Gov. Mike Parson discusses the impact of the novel coronavirus (COVID-19) pandemic on Missouri schools Tuesday, March 24.

JEFFERSON CITY – Gov. Mike Parson announced on Wednesday, May 13, a series of testing priorities designed to detect and rapidly contain potential COVID-19 outbreaks as the state gradually reopens its economy.

“One of our primary focuses during this pandemic is testing. It helps protect the safety of Missourians as we begin to reopen our economy and get Missourians back to work,” Parson said. “Testing capacity gives people the confidence needed to get back to normal.”

The priorities outlined by the state are designed to help identify potential outbreaks through community sampling, to contain new localized outbreaks through the rapid deployment of tests and support resources and to expand access to vulnerable populations, health care workers, first responders and workers in other critical industries.

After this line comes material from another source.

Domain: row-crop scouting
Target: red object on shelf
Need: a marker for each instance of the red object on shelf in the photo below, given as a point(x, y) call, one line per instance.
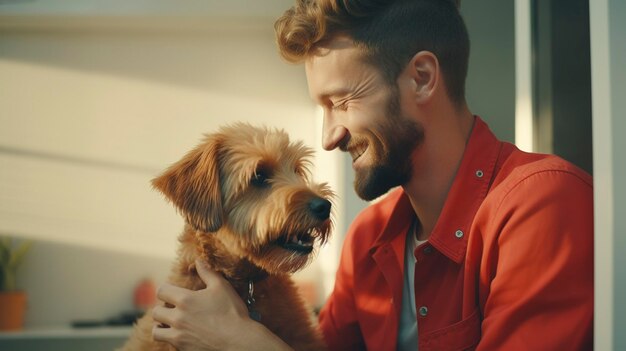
point(145, 294)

“Testing has been a cornerstone of our strategy to identify and mitigate disease from the very start of the COVID-19 outbreak,” Dr. Randall Williams, director for the Department of Health and Senior Services, said. “At DHSS, we are working with physicians and local health care providers to ensure that they understand the importance of testing, to protect the health and safety of all Missourians.”

DHSS announced expanded testing criteria last month to encourage physicians to expand testing especially for vulnerable and at risk populations.

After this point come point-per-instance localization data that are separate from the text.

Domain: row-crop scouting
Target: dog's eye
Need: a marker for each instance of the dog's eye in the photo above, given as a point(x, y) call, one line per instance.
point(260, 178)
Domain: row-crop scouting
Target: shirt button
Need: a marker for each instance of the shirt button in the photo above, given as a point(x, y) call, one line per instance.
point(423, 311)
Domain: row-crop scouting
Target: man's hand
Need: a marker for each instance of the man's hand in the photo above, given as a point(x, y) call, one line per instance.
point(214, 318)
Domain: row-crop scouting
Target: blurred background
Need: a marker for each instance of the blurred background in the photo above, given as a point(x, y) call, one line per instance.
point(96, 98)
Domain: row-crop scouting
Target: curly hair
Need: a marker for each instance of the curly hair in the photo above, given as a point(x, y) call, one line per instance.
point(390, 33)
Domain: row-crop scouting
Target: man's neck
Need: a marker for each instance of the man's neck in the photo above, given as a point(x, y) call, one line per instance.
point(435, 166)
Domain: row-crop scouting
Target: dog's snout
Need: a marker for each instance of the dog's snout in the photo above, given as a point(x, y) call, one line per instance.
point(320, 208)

Testing capacity in Missouri continues to increase.

Between the Missouri State Public Health Laboratory, at least 15 private national and in-state laboratories, and participating health care institutions, approximately 60,000 tests could be performed in Missouri each week if needed.

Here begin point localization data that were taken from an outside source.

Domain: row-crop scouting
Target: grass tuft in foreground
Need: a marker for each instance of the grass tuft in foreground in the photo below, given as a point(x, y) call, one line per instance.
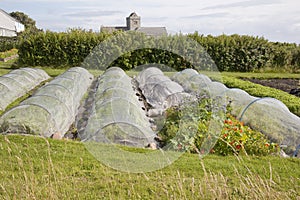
point(38, 168)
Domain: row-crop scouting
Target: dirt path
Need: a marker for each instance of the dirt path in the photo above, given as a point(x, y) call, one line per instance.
point(282, 84)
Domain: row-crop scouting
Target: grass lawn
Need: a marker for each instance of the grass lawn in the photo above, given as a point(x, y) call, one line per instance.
point(37, 168)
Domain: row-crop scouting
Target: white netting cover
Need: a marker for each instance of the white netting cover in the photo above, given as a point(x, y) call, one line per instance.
point(159, 90)
point(53, 107)
point(118, 116)
point(266, 115)
point(18, 82)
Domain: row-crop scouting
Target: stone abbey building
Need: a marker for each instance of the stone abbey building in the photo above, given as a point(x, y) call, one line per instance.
point(133, 23)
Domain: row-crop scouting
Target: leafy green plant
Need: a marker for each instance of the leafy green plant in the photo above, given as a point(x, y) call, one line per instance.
point(234, 138)
point(291, 101)
point(237, 138)
point(8, 53)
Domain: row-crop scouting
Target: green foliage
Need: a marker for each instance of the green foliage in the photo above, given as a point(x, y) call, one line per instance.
point(235, 138)
point(58, 49)
point(291, 101)
point(243, 53)
point(229, 53)
point(8, 43)
point(8, 53)
point(238, 138)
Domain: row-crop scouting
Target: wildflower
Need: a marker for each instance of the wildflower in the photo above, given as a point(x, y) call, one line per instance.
point(267, 144)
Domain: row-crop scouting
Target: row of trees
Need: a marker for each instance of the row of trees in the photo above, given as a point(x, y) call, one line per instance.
point(229, 53)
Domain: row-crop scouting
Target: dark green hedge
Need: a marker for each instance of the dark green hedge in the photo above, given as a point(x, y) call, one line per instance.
point(247, 53)
point(58, 49)
point(8, 43)
point(230, 53)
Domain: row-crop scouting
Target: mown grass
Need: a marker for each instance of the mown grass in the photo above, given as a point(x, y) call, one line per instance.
point(38, 168)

The state has also worked with local and federal partners as well as private labs to expand the number of test kits, lab capacity and personal protective equipment available statewide to ensure expanded access to testing.

Testing capacity, including swab and media tube supply availability, continues to increase in Missouri.

Clinicians are being encouraged by DHSS to exercise their best medical judgement with an eye toward expanding authorizations for a wider group of Missourians to access COVID-19 diagnostic testing as efforts continue to learn more about the virus, its composition, transmissibility and resilience.

Jim Dumbauld, senior director for Quest Diagnostics, joined Parson on Wednesday for the daily COVID-19 briefing.

Parson states Quest Diagnostics has been an integral part for testing in Missouri.

Quest’s 1,200 Missouri employees operate:

  • Four laboratories
  • Thirty-four Patient Service Centers
  • Phlebotomy services in ninety-five doctors’ offices

Last year, Quest Diagnostics served nearly 900,000 patients in Missouri and has more than a dozen working relationships with hospitals, health care systems, community health centers and the VA hospital.